She’s Nadine the African Queen.
The man told him this. The man with the cigar.
Mike says, “Sean. Sean.”
He takes another step. And another. And—
HE DOESN’T really know how he became so angry.
Wait.
That’s a lie.
He knows how he became so angry. He just doesn’t know how he let it happen.
He’s angry because that’s how he was raised to be.
Sure, he had his mama, and she was a good woman, a hardworking woman, a woman who life saw fit to beat down as much as it could, knowing she would drag herself right back up and keep on trucking. “It’s what we do, bucko,” she said to him more than once, her fingers sometimes taped together or her lip split in two different places. “It’s the only thing we can do.”
He’s not angry because of her. He loved her as much as a boy could love a strong woman who chooses to stay in a house such as this. She shielded him from the worst of it, took the beatings in his place. As he grew older, he resented her sometimes, that she hadn’t just taken him and run as far as she could. They might not have made it very far, but at least it would have been something. At least he would have known there was the steel in her spine like he sometimes saw in her eyes.
No, he’s not angry because of her.
His father, though.
His father is another matter entirely.
His father was a big man, bigger than any man he’d ever seen before. Maybe it was just the fact that he was his father, and all boys see their fathers as larger-than-life. But maybe it was also because his father was six foot something and had hands the size of the canned hams they had at Christmas. And it wasn’t just his size. His father filled any room he was in, his loud, raucous laugh, the way he bellowed when he was telling stories. He’d clap his meaty hands on your back and you’d feel like you’d been thunderstruck the way it rolled through you, the vibrations causing your teeth to clank together.
His father was not a nice man.
Sure, he could be nice, when he wanted to be.
There’d be times they’d go to ball games together, or they’d go to the movies and prop their feet up on the seatbacks in front of them, shoveling popcorn and Junior Mints into their mouths because they tasted better together than separate. His father would talk through the previews, whispering things like “Oh, that one looks good, we’ll have to go see it when it comes out” or “Nah, that looks stupid, bucko, why would we waste money on that?”
He was nice sometimes.
But that didn’t make him a nice man.
Because he wasn’t a nice man.
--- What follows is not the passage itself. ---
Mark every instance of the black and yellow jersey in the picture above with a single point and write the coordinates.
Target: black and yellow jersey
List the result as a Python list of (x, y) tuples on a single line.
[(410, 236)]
They’d go to ball games, sure, and they’d go to the movies (where his father would become a minute-long movie critic during the previews), but he also made his meaty hands into meaty fists, and he’d stumble in at one o’clock in the morning smelling like he’d bathed in booze, and he’d be shouting, and his mother would tell him to be quiet, be quiet, you’ll wake up bucko. He’d hear them from down the hall in his bedroom in their shitty fucking trailer, his scratchy blanket pulled up and over his head, trying to block out the sounds as best he could.
It never did a very good job.
He learned very early on what a meaty fist hitting soft skin sounded like.
It went on for years and years.
He worked hard, knowing it would be the only thing that would get him out.
His father rarely raised a hand to him, mostly because his mother was there, standing between the two of them, taking his lumps as well as hers.
He hated her sometimes, hated the way her eyes were dulled. He wanted to scream at her to just run, even knowing that his father would follow them.
She knew, too. She knew that he resented her every now and then, and she’d whisper fiercely in his ear, “You make sure you get out of this. You make sure you get a better life than this. Don’t you ever become like he is.”
And he did.
He graduated just as the century turned, and there was a bright and shiny scholarship waiting for him with open arms, promising him a future that his mother would never have. And his parents stood at his graduation, his mother with tears in her eyes and his father with his arms crossed over his considerable chest. His name was called and he crossed the stage, taking his diploma, shaking hands with people he’d soon forget, and there was the briefest of moments when he caught his father’s eye. His father nodded at him, and he thought, I am better than you. I won’t be like you. I will never be like you.